Homewood Public Library board members approved a $2.42 million budget in May for the 2019 fiscal year that starts July 1.
Amy Crump, the library’s executive director, said the board anticipates future revenues will remain stable or increase after several lean years due to declining tax revenue attributed to the continuing effects of the most recent recession.
“I’m hopeful that last year was our worst year and things are starting to turn around,” she said.
The budget increased by more than $40,000 thanks to an expected increase in revenue from property taxes and a decrease in payroll. While some line items, such as insurance, have increased, the board was able to make adjustments that will allow staff to increase funding on books and materials from approximately $170,000 to $196,000.

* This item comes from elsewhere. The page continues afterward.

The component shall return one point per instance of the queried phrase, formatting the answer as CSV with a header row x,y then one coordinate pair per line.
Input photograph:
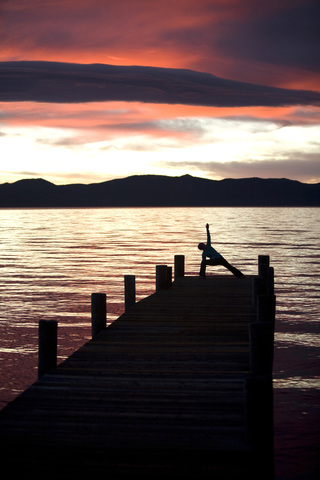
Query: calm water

Crump said the Illinois Library Association recommends spending between 8 and 12 percent of the budget on collections. This year, the board allocated 8 percent for new materials.
In addition, the library signed on to Kanopy, a new service as of July 1 that gives patrons digital access to documentaries. Last year the library switched to Hoopla for digital service for ebooks, movies and music. Crump said that saved the library money because Hoopla allows for simultaneous use so more patrons can access materials versus restrictive individual use of materials from its old service. Hoopla also charges a per use fee, rather than a flat fee.
Friends of the Library provided nearly $15,000 in the previous budget year. A portion of that gift is paying for the summer reading program.
On the staff side, Crump said the board has eliminated the assistant department head positions saying the small staff size made the positions unnecessary. Three of the four positions were dropped through attrition and the fourth position will be eliminated as of June 30. 
The board agreed to increase its staff/board development appropriation from $5,000 to $10,000. Crump said several years ago the board allocated $50,000. Then it cut that to $35,000 and last year it went to $5,000. She argued that staff needed to have access to training and conferences that can help them in their work, so the funding was increased. She hopes to continue to increase the account “though it’ll never go up to $50,000.”
The board also estimated legal fees will jump from $20,000 to $30,000 this year as negotiations continue with staff on a contract. A union was certified in 2016 and negotiations began in February 2017 but several issues still need to be resolved on that first contract.